Lydia Ruyle was an artist, scholar, and visionary who pursued Goddess research for several decades, engaging her creative capacity through body, mind, and spirit. As an artist, she was beloved and renown around the world for her stunning presentation of multicultural goddesses and symbols of female divinity. In her life journey, Lydia found the goddess through the the wake-up calls she received from the Ancient Mothers. They had asked her to fully engage through the medium of her art the indigenous stories and sacred places of Mother Earth. Over twenty years ago, Lydia began collecting images of women from art herstory, the subject matter of her teachings at University of Northern Colorado. She put the images in her art, and in 1987, Better Homes & Goddesses was born for National Women's History Month. In 1995, she began her Goddess Icon Banner Project with 18 banners created for an exhibit in Ephesus; since then, her repertoire grew to include representations of over 295 goddesses. As an artist scholar emeritus of the Visual Arts faculty at University of Northern Colorado, The Lydia Ruyle Room for Women Artists was created and dedicated to her in 2010. In 2013, the University presented Lydia with a Lifetime Achievement Award. She was also the 2013 recipient of the Brigit Award for Excellence in the Arts for her profound contribution to goddess art, research, and scholarship. Lydia Ruyle was a mother of three and a grandmother of six with her partner Bob of 50 years.
Honorary Wise Women
Cindi Alvitre, PhD Candidate
Lecturer of American Indian Studies and Co-Founder of the Ti'at Society of the Tongva
Cindi Moar Alvitre (Tongva) is a mother and grandmother and has been a cultural/environmental educator for over three decades. She is descendant from the Tongva, the original inhabitants of Los Angeles & Orange Counties, and the four Southern Channel Islands, and served as the first woman chair of the Gabrieleno/Tongva Tribal Council. In 1985, she & Lorene Sisquoc co-founded Mother Earth Clan, a collective of Indian women who created a model for cultural and environmental education. In the late 1980s, she co-founded Ti’at Society,
renewing the maritime culture of the Tongva.

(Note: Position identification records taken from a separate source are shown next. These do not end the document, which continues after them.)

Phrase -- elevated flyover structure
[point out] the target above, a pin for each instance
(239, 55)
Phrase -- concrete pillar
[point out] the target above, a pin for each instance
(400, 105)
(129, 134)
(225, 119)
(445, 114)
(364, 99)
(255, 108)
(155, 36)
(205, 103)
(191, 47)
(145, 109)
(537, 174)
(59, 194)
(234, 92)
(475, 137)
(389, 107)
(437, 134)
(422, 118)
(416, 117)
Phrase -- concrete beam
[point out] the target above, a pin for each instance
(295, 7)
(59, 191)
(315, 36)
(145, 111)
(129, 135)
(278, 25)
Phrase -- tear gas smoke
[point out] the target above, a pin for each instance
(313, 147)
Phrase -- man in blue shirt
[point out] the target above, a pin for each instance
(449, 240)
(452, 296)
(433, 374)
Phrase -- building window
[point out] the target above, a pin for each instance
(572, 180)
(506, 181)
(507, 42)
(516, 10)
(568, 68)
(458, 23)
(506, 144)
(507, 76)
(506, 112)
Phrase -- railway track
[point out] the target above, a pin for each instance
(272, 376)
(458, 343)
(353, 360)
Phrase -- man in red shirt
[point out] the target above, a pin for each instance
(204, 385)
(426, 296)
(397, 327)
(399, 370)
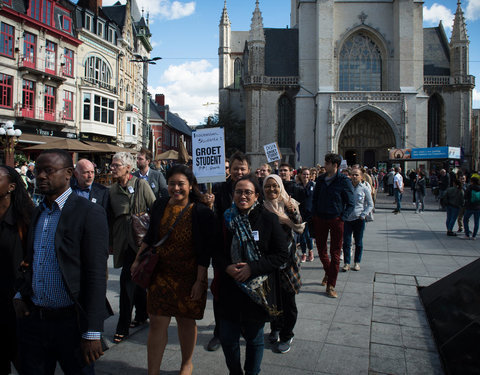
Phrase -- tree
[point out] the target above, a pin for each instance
(234, 129)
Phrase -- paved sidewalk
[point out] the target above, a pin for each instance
(376, 326)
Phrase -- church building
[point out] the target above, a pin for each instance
(356, 77)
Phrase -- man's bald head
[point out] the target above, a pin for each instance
(84, 173)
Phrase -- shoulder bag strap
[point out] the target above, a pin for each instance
(170, 230)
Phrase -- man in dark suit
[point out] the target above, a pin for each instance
(154, 178)
(61, 304)
(83, 185)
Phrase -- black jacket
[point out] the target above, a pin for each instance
(202, 226)
(233, 303)
(334, 200)
(81, 246)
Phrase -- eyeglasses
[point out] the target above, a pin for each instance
(48, 170)
(116, 165)
(271, 187)
(247, 193)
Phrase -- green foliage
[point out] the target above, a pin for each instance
(234, 129)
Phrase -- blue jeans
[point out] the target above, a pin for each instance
(230, 339)
(357, 227)
(452, 214)
(476, 220)
(398, 199)
(306, 240)
(44, 342)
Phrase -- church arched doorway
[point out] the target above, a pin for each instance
(365, 139)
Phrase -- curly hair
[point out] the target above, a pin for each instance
(21, 202)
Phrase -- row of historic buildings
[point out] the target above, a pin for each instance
(354, 77)
(75, 71)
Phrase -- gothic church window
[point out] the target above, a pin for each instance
(360, 64)
(286, 124)
(237, 73)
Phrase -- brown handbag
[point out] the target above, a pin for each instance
(149, 257)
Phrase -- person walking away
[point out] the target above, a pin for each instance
(61, 304)
(355, 223)
(333, 202)
(398, 189)
(453, 200)
(128, 195)
(179, 282)
(286, 208)
(248, 266)
(472, 207)
(16, 208)
(420, 192)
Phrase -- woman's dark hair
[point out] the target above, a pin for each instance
(22, 204)
(195, 195)
(253, 179)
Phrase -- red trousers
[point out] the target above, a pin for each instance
(321, 228)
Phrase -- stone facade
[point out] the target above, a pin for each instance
(359, 87)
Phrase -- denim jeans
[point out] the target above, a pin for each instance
(476, 220)
(398, 199)
(357, 227)
(44, 342)
(452, 214)
(230, 339)
(306, 241)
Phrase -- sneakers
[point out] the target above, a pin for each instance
(331, 292)
(324, 281)
(213, 344)
(273, 337)
(284, 346)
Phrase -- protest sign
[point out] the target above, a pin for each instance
(208, 154)
(272, 152)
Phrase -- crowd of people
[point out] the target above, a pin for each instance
(255, 229)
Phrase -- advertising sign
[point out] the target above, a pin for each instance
(208, 154)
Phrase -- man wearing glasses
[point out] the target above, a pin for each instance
(61, 304)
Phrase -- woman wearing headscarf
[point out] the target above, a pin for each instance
(16, 209)
(248, 263)
(128, 195)
(287, 210)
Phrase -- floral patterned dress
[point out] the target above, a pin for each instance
(176, 270)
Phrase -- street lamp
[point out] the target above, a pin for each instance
(145, 61)
(8, 139)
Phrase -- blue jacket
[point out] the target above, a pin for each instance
(334, 200)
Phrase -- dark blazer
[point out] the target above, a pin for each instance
(81, 246)
(157, 182)
(202, 226)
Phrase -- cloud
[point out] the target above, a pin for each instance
(166, 9)
(436, 13)
(472, 10)
(187, 88)
(476, 98)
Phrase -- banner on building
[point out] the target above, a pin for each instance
(208, 155)
(272, 152)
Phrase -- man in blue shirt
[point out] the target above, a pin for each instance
(61, 304)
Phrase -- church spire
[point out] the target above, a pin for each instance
(224, 20)
(459, 30)
(256, 28)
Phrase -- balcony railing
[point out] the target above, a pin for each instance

Cindi is currently a PhD candidate at UCLA, Department of World Arts and Culture and a lecturer at California State University Long Beach in the American Indian Studies Department. Her specialties are California Indians, traditional medicine, cultural identity, revitalization, and cultural trauma.
Cindi is a Task Force member for the State of California, California Indian Heritage Center, and a board member for the California Council for the Humanities. As a social-political activist, she has represented her community domestically and internationally, including opening for Nobel Laureates, Rigoberta Menchu Tum and His Holiness the Dalai Lama. She is one of the original plaintiffs in Puvungna case during the two year occupation of this sacred site. She continues to dedicate her life to the preservation and protection of California Indian culture.